A Charlotte, N.C.-based florist is battling national competitors who market themselves as local merchants but don't charge their customers sales tax.
Bill Miller, owner of the Flower Hut, believes his competition may be costing the state of North Carolina millions of dollars a year in lost tax revenue. After consulting with his CPA, he learned about the concept of "nexus," that out-of-state companies should be collecting sales taxes if they do business in the state.
Miller has written letters of complaint to the North Carolina Department of Revenue and the state attorney general. He contends that florists listed on searches of services such as Yahoo Shopping and Google, purporting to be located in Charlotte, do not actually own businesses there.
"The issue is that here in North Carolina, us real florists are getting slapped around by companies that advertise on television, radio and most particularly online over the Internet as being in the town where you need to have flowers," he said. "If a consumer puts into Google 'florist in Charlotte' you're going to come up with about 16 or 18 names. Of those, three are legitimate florists, and another five or six are links to Yellow Pages directories.
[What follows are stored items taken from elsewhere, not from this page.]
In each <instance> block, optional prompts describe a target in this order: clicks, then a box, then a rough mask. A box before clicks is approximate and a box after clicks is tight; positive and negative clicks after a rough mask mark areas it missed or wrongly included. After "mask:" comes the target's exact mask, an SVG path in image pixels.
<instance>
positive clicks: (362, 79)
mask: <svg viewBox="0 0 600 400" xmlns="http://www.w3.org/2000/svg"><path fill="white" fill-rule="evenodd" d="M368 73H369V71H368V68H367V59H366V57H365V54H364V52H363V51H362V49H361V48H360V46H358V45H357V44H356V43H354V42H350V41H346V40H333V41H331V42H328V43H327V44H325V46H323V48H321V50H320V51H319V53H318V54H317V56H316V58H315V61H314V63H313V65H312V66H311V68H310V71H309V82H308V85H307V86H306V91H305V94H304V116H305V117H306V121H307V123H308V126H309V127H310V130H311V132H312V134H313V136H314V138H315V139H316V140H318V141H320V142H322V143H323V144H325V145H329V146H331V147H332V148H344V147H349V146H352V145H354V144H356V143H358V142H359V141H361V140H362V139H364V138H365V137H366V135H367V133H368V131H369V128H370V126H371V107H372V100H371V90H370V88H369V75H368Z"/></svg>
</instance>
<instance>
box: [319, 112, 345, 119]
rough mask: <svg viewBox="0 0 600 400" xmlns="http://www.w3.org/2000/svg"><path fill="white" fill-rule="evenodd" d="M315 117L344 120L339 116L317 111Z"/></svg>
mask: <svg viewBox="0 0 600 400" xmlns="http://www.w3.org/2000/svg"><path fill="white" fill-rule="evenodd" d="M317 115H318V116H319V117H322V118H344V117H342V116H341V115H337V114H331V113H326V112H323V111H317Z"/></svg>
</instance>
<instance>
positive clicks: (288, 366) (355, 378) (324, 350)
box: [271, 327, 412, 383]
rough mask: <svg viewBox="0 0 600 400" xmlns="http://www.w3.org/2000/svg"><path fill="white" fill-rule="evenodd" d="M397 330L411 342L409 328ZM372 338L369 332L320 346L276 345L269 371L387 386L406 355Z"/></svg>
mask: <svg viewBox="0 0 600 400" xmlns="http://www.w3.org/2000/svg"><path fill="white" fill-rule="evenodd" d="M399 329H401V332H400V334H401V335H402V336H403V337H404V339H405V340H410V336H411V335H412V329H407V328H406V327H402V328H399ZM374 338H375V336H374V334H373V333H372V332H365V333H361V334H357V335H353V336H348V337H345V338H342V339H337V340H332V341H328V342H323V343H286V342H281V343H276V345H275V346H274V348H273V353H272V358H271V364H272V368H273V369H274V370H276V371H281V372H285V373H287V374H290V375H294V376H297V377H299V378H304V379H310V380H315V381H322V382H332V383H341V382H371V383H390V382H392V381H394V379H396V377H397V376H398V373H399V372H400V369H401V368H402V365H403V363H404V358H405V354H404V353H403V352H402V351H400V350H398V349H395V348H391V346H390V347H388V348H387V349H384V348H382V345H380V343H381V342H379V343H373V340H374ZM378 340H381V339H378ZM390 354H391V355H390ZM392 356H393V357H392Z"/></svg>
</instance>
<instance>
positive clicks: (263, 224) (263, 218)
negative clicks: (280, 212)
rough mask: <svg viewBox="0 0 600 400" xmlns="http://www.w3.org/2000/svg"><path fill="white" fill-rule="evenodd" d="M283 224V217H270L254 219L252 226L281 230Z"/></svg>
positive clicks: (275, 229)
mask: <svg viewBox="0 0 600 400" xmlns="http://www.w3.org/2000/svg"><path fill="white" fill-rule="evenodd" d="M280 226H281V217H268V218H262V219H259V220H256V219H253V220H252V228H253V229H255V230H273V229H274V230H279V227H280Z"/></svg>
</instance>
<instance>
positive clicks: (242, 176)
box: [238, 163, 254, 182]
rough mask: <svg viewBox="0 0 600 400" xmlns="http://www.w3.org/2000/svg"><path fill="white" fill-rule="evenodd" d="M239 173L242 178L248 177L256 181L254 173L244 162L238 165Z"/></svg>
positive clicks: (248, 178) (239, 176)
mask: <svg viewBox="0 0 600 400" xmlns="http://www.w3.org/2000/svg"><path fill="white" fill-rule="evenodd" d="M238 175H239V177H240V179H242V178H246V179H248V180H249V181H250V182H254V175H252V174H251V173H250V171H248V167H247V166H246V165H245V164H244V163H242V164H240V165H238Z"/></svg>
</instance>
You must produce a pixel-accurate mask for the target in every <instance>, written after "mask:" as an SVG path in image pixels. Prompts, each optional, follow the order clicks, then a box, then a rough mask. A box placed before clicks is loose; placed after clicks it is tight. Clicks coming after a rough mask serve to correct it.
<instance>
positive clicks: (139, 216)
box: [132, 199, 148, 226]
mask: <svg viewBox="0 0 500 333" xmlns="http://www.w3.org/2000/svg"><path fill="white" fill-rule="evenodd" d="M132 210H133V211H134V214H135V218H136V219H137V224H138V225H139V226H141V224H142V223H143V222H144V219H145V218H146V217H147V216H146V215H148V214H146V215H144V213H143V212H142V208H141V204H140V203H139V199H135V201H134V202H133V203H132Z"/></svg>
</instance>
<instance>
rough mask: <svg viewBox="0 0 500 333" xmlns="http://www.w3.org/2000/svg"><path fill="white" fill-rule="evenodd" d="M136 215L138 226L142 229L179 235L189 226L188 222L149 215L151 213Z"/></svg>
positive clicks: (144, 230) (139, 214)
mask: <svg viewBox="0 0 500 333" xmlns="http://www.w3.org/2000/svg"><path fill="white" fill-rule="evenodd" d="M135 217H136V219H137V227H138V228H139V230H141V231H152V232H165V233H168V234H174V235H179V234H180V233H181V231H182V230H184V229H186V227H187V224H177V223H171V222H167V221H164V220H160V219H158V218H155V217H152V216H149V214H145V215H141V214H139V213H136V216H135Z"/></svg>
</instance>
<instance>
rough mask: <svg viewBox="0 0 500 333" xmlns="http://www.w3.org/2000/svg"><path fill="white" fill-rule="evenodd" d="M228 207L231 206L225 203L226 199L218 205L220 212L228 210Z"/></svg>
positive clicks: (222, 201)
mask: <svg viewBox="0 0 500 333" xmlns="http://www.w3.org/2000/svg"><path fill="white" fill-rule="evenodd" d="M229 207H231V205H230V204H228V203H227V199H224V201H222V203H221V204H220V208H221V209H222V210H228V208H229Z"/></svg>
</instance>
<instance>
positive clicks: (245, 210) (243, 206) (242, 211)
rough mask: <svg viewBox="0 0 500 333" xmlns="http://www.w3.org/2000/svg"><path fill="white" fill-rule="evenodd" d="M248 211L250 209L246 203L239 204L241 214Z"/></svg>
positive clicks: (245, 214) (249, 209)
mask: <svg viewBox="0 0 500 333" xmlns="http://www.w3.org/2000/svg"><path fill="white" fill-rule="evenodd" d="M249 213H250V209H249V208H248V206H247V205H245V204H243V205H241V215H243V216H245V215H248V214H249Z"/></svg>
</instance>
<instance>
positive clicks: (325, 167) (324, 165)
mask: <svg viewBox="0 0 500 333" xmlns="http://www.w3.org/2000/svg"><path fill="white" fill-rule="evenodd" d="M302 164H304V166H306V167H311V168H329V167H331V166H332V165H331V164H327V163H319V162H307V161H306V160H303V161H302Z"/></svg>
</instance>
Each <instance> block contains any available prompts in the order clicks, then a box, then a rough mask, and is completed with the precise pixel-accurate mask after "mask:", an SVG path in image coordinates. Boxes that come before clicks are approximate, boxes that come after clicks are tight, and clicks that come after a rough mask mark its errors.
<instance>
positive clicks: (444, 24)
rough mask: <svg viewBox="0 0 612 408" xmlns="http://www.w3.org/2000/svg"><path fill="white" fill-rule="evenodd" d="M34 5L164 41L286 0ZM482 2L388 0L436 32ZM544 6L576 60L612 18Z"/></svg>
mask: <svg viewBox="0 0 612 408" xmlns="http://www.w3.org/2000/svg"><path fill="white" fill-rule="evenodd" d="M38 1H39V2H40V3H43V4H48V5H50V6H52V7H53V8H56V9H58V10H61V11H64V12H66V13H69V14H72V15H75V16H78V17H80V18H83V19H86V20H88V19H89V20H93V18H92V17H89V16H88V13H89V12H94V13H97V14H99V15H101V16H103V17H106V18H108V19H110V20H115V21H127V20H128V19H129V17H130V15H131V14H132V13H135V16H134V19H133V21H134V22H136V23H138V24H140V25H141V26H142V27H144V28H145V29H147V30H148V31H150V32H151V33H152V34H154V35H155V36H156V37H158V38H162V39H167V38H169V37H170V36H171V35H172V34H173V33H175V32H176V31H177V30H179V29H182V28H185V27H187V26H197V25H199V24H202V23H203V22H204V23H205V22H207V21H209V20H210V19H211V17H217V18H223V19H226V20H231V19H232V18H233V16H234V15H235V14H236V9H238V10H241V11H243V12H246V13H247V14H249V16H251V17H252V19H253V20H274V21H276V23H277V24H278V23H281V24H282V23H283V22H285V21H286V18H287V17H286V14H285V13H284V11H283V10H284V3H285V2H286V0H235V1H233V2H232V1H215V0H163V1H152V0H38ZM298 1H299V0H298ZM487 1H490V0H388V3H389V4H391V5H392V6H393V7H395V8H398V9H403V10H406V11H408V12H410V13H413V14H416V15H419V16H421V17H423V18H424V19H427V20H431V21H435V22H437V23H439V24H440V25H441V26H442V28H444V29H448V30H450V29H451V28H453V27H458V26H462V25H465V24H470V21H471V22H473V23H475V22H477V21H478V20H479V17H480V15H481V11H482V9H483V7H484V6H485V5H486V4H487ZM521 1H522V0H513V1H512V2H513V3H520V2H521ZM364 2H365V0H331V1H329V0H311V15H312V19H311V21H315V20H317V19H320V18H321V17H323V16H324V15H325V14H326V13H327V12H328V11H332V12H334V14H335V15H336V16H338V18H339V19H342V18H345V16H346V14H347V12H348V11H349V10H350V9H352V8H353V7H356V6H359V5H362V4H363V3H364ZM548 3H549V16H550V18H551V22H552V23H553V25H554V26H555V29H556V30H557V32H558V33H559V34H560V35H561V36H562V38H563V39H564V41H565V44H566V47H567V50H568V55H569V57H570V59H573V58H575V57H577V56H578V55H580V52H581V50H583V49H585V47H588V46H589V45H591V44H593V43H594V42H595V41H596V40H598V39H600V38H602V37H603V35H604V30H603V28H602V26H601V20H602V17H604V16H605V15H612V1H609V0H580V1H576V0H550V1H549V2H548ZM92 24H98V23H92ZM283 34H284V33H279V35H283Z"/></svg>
What's left over are phony florists."
He noted that some of them charge sales tax in the state where they're located, but most charge no sales tax at all. He placed a series of test orders and found that the majority of the merchants did not pay sales taxes.
In response, the North Carolina Department of Revenue has assigned an investigator to look into the matter, according to Miller. He has since discovered that some of the nationwide florist services have begun to charge sales tax to some of their local florists in North Carolina for goods and services such as computer software and maintenance, but still don't charge sales tax to the end customer.
"When you go to their Web site as a customer and buy flowers for delivery into North Carolina, you find magically the sales tax disappears," he said. He asked the investigator if a merchant is legally allowed to choose which customers are charged sales tax and which are not, and the investigator said no.